Shakespeare Fellowship - First Shakespeare Fellowship

First Shakespeare Fellowship

The first Shakespeare Fellowship, originally devoted to the study of the Shakespeare authorship but endorsing no particular candidate, was founded in England in 1921 after conversations between J. Thomas Looney, the founder of Oxfordian theory, and Sir George Greenwood a prominent anti-Stratfordian who had never identified an alternative author. Bernard Rowland Ward was its principal organiser. It maintained worldwide membership, chiefly in the UK and the United States. Greenwood was made president. Leading supporters of the most prominent alternative candidates were made vice-presidents, including Looney, representing the Oxfordian position, the Baconian William T. Smedley, and the Derbyite Abel Lefranc.

Greenwood retained the presidency until his death in 1928. After his death the Fellowship became increasingly associated with Oxfordian theory. Oxfordian Montagu William Douglas succeeded Greenwood as president, holding the position from 1928 to 1945. Percy Allen was elected in 1944 to replace Douglas, but he resigned after losing a vote of confidence when he declared his intention to use Spiritualist means to research the authorship question. After a vacancy in 1946 Admiral Hubert Holland served (1946-1955), followed by Judge Christmas Humphreys. Under Humphreys, the group changed its name to "The Shakespearean Authorship Society" in 1959, later becoming "The Shakespearean Authorship Trust", the name it currently uses.

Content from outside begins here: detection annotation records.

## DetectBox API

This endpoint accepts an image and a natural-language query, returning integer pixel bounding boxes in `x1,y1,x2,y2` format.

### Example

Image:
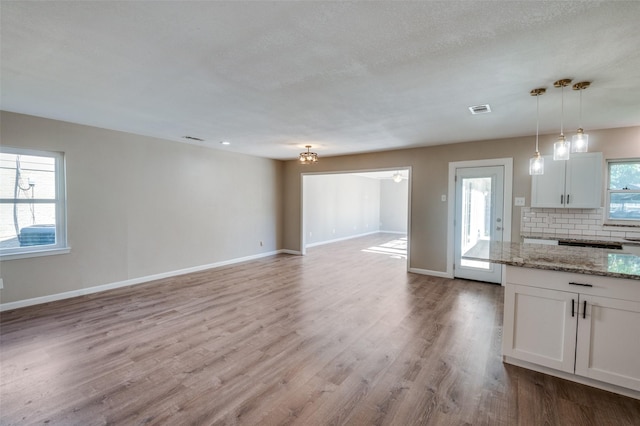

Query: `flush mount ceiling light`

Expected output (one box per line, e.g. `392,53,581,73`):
529,88,547,175
298,145,318,164
182,136,204,142
553,78,571,160
469,104,491,115
571,81,591,152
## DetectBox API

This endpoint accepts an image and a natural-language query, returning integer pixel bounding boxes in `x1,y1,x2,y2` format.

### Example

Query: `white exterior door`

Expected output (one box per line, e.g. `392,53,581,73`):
454,166,504,283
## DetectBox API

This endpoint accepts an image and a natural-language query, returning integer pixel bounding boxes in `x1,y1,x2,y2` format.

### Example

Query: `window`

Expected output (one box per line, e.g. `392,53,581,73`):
605,159,640,225
0,147,68,260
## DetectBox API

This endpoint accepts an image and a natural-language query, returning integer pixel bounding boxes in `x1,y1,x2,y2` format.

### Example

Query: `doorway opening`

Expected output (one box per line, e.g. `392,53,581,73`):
301,167,411,267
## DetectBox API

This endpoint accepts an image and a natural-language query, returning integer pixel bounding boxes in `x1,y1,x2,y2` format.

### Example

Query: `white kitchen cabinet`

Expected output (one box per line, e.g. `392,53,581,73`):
575,294,640,390
503,284,578,373
503,266,640,399
531,152,603,209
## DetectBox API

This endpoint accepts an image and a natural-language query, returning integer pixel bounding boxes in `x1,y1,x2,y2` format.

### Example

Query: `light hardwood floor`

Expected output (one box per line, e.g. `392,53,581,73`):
0,234,640,426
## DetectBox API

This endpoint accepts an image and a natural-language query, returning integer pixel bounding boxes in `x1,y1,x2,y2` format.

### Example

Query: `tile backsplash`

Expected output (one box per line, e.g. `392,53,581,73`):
520,207,640,241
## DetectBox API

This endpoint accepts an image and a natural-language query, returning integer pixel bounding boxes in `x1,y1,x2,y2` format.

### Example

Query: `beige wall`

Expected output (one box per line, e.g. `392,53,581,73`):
283,127,640,272
0,112,283,303
0,108,640,303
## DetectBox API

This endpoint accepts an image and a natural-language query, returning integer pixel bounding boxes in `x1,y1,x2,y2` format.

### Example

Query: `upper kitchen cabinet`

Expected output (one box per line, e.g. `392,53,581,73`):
531,152,602,209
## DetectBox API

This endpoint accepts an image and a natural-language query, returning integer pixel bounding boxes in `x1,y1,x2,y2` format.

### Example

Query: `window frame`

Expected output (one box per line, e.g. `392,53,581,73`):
0,145,71,261
604,158,640,227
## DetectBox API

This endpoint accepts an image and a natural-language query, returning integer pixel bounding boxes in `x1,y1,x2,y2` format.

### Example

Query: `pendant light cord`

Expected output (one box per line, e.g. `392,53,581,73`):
578,89,582,129
560,84,564,136
536,94,540,154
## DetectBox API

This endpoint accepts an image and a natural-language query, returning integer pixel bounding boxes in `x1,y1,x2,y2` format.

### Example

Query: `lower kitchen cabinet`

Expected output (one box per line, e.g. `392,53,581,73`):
575,294,640,391
503,266,640,398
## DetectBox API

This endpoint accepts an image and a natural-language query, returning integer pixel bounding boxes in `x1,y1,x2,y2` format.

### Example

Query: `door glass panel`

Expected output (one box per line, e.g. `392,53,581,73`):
460,177,492,269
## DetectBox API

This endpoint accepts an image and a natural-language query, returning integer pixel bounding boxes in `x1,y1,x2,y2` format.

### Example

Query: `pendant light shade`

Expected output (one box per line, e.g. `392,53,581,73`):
553,78,571,160
553,135,571,160
571,81,591,152
529,88,546,176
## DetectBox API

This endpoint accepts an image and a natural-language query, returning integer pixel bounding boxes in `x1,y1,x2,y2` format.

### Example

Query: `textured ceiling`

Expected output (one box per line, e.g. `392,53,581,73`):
0,1,640,159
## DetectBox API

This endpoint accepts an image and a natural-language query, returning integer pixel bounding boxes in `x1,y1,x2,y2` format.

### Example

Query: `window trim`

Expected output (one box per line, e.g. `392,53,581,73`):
0,145,70,261
603,158,640,228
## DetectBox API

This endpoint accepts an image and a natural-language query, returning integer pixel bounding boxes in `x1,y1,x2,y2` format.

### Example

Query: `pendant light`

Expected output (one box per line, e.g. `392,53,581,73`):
298,145,318,164
529,88,547,176
553,78,571,160
571,81,591,152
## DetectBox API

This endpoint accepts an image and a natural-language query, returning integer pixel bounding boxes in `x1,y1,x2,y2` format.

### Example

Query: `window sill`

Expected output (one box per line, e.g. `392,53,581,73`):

Oxfordian scholar and journalist Charles Wisner Barrell was secretary and treasurer of the group during the 1940s, and also was editor of two of the group's publications, the Shakespeare Fellowship Newsletter (1939-1943) and the Shakespeare Fellowship Quarterly (1944-1948).

After returning home to the United States, Barrell set up the American branch of the Shakespeare Fellowship. It was incorporated in 1945. Oxfordian author and attorney Charlton Greenwood Ogburn provided legal assistance in incorporating the organization.